This week I have been preparing some materials for the month of November, our special time of remembering our loved ones who have died, and it prompted a particular memory. For 10 years I was the secretary to the North European Conference of the Passionists. We have since done some restructuring, but the Passionist Provinces in the Conference at that time were Ireland/Scotland; England/Wales; Netherlands; Belgium; Germany; France and Poland. There was an annual meeting of the leaders of the provinces that usually lasted 3 or 4 days. The meetings moved around the various locations and, especially with the language differences, the meetings were quite intense. Because of that, by way of a break, half a day was always set aside for some cultural experience arranged by the host province.
Some of the experiences that I especially remember were, for example, when we held the meeting in Munich and had an afternoon at the Oktoberfest (Munich Beer Festival) This was around the time they introduced the “Quiet Oktoberfest” which, up until 6pm at least, maintained the beer tents family and elderly friendly, and now Passionist friendly, with the orchestras in the tents playing only quiet brass music and traditional folk tunes, so we weren’t going too wild. From another meeting held in Bordeaux we visited a local vineyard. After the tour we were seated around a garden and given two small glasses of wine, one of them a very expensive wine, and the other a very modestly priced wine. We weren’t told which was which and we were asked to discuss which of them we preferred. To a man we preferred the cheap wine, so perhaps our taste buds were more suited to German beer.

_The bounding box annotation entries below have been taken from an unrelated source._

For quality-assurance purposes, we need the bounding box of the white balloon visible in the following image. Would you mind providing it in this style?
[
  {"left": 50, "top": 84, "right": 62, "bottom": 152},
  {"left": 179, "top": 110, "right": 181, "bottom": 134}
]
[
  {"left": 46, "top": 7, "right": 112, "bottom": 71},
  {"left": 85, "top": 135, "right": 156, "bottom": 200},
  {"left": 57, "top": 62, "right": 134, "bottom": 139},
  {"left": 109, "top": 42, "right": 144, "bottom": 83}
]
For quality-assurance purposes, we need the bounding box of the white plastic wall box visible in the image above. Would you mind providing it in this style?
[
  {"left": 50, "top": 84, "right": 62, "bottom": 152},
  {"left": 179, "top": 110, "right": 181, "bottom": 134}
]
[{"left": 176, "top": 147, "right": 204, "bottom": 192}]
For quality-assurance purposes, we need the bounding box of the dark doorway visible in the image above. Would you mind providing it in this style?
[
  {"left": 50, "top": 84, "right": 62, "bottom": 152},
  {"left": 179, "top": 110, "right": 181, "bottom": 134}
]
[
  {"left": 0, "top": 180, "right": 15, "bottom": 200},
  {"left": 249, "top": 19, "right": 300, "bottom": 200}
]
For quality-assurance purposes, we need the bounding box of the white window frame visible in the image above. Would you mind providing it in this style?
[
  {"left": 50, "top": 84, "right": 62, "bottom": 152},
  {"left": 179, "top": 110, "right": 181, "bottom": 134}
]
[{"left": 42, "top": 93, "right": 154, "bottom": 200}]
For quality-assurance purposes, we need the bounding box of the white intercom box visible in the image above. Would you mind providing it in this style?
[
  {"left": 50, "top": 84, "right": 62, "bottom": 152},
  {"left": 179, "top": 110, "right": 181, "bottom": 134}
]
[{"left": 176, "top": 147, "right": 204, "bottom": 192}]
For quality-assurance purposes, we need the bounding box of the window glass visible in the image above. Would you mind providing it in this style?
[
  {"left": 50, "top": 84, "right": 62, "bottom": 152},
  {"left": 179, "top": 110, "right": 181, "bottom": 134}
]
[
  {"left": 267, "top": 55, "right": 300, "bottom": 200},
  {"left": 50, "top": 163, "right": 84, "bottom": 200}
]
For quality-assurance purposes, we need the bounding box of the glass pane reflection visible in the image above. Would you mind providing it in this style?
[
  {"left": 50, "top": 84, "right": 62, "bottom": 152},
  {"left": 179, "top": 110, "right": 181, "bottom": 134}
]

Lest you think all our cultural experiences were alcohol related, in Belgium we went to Leuven to visit the shrine of the leper priest, Father Damien, who was voted the greatest ever Belgian in a poll conducted by the Flemish Public Broadcasting Service for his work as the resident priest in a leper colony on Molokai Island, eventually submitting to the same, then incurable disease. At a meeting in the Netherlands we visited the Shrine of Father Charles of Mount Argus at Munstergeleen, the place of his birth, and then on to Maastricht, where the Treaty on European Union was signed in 1992. At a meeting in Minsteracres, a Passionist Retreat Centre in Northumberland, we visited Hadrian’s Wall, built by Roman Britain to keep the Scots out. I was happy to be living proof that it didn’t work.
But the foremost memory that was prompted this week was when we had a meeting in Warsaw which took place at the end of October, beginning of November. On All Saints' Day the cemeteries and graveyards in Poland are decorated with candles, flowers and wreaths throughout the day, and the candles are left to burn through the night. And so, for our cultural experience, the Polish Passionists provided us with votive lamps and brought us to Powazki cemetery, the primary cemetery in Warsaw, where we placed the lamps on the graves of deceased Passionists. It was dark by this time and the effect of all these lamps burning throughout this huge cemetery was incredibly solemn and beautiful. Afterwards, in the church of St. Charles Borromeo, within the cemetery, we attended a concert of sombre music to fit the occasion. It was a cultural experience with a difference, but one I will never forget.
In the old Catholic ritual this commendation was said over a dying person by the priest:
"Go forth, Christian soul, from this world in the name of God the almighty Father, who created you, in the name of Jesus Christ, Son of the Living God who suffered for you, in the name of the Holy Spirit, who was poured out upon you. Go forth, faithful Christian. May you live in peace this day, may your home be with God, with Mary, the Virgin Mother of God, with Saint Joseph, and all the angels and saints. Amen"
May our deceased loved ones rest in peace.